For some time, I have been wanting to write about what to do when someone interrupts a conversation but never felt qualified to since I knew I was not handling it properly. But that day, while I was mentally replaying the incident to discern the root of the problem, I came upon the solution. The reason I become so upset when someone eavesdrops on my conversations and interrupts with his opinion is, quite simply, that I was not talking to him. What I should have done this morning was smile pleasantly and reply, “Thank you, but I am having a conversation with my husband.” That is all. I need not feel obligated to add, “But I will be sure to let you know if I need anything.” Some might think that saying that last part would be a polite way of validating the feelings of the person who tried to help, but it is only condescending and unnecessary. This response could be used in any situation in which one feels that she is being interrupted; the key is to remain calm, pleasant, and not offended.
No discussion of this sort would be complete without addressing the same situation from the opposite viewpoint, that of the helpful blundering employee. I feel sometimes that America is becoming a post-helpful society. With everything from advertising targeted to one’s specific information and interests to lawsuits involving the discernment of people’s feelings and mental intentions, our society is tending towards the pseudo helpful instead of the truly helpful. Instead of holding the door for another person, especially the elderly, a parent with small children, or someone carrying parcels, we feel the need to inform someone how to parent their child, what to do on their vacation, or why they are having marital problems. It is as if people have become less neighborly and more Oprah-y. I do not watch a lot of TV but I have seen enough to conclude that Americans have grown very comfortable with viewing other people’s lives and generating all kinds of out-of-context opinions regarding them. The blogging world is not much better, where countless families have posted so much personal information that one can virtually live vicariously through one’s favorite blogger. I admire the blogs who focus more on intellectual content and less on being a privacy-defying lens to some random person’s life, and I intend to use this blog similarly.

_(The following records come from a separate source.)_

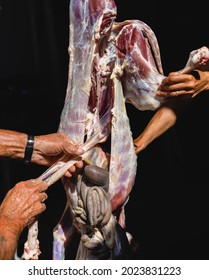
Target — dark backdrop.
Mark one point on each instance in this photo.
(170, 197)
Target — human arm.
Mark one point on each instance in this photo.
(47, 148)
(163, 119)
(185, 85)
(20, 207)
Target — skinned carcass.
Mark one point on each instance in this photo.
(111, 64)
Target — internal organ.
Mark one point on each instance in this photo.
(111, 64)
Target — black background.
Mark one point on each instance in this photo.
(168, 209)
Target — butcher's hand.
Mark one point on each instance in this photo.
(184, 85)
(20, 207)
(49, 148)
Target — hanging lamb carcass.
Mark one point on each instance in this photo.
(110, 64)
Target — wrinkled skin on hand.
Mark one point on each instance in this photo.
(23, 203)
(51, 147)
(184, 85)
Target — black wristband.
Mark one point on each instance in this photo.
(29, 149)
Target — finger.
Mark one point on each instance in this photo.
(43, 197)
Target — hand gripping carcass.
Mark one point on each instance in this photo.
(111, 64)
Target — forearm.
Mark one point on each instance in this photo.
(162, 120)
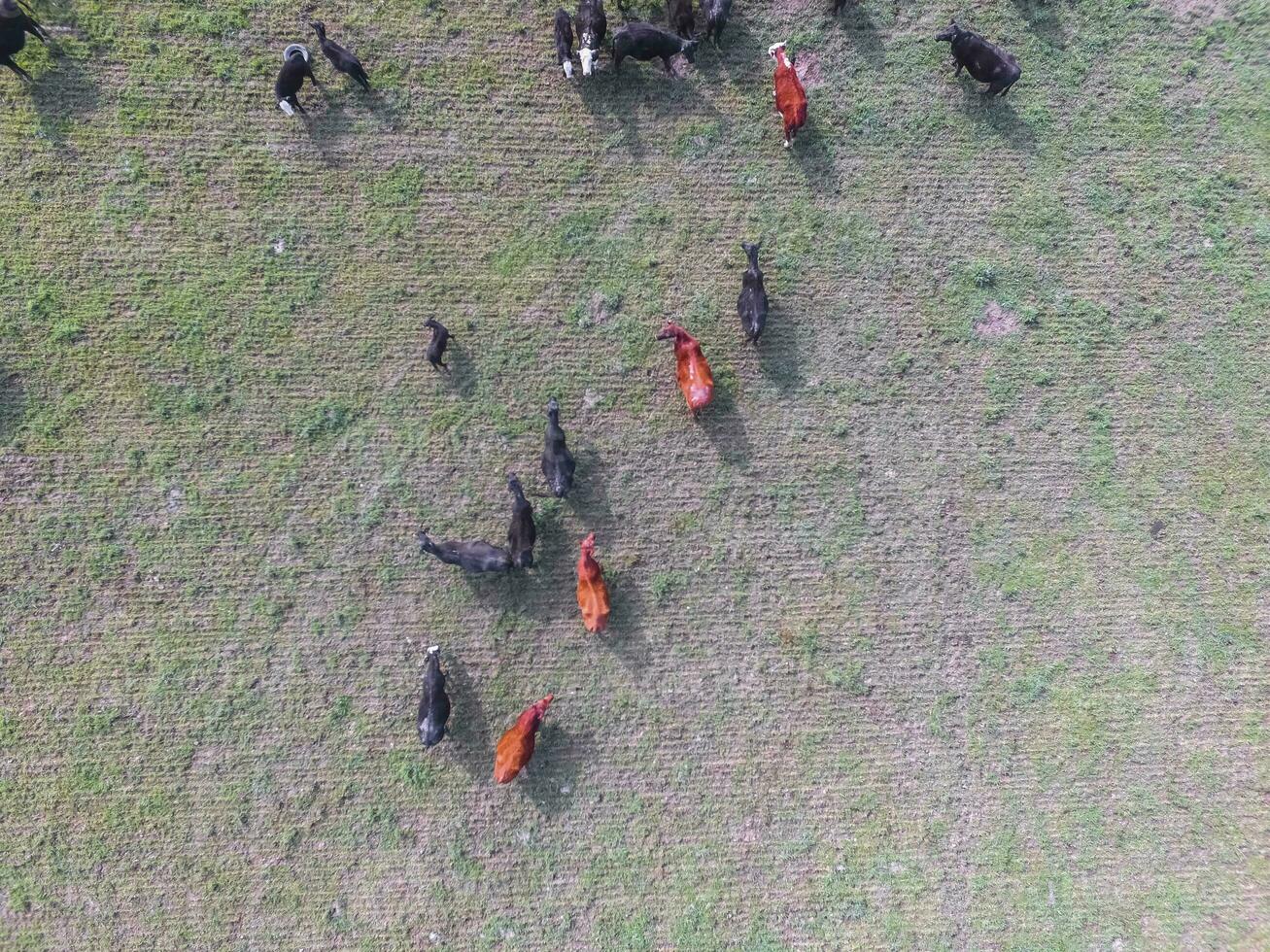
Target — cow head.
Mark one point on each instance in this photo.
(588, 53)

Back to the root of the problem: people everywhere need to cultivate the art of true helpfulness. It is not helpful to jump into the business of everyone around you offering advice, solutions, and one-liners. However, holding the door for someone is a genuine form of helpfulness along with many other ways. There is no formula for true helpfulness, but rather one should cultivate an innate ability to perceive the needs of others and meet them in her own way without intruding on another’s privacy, space, or individualism.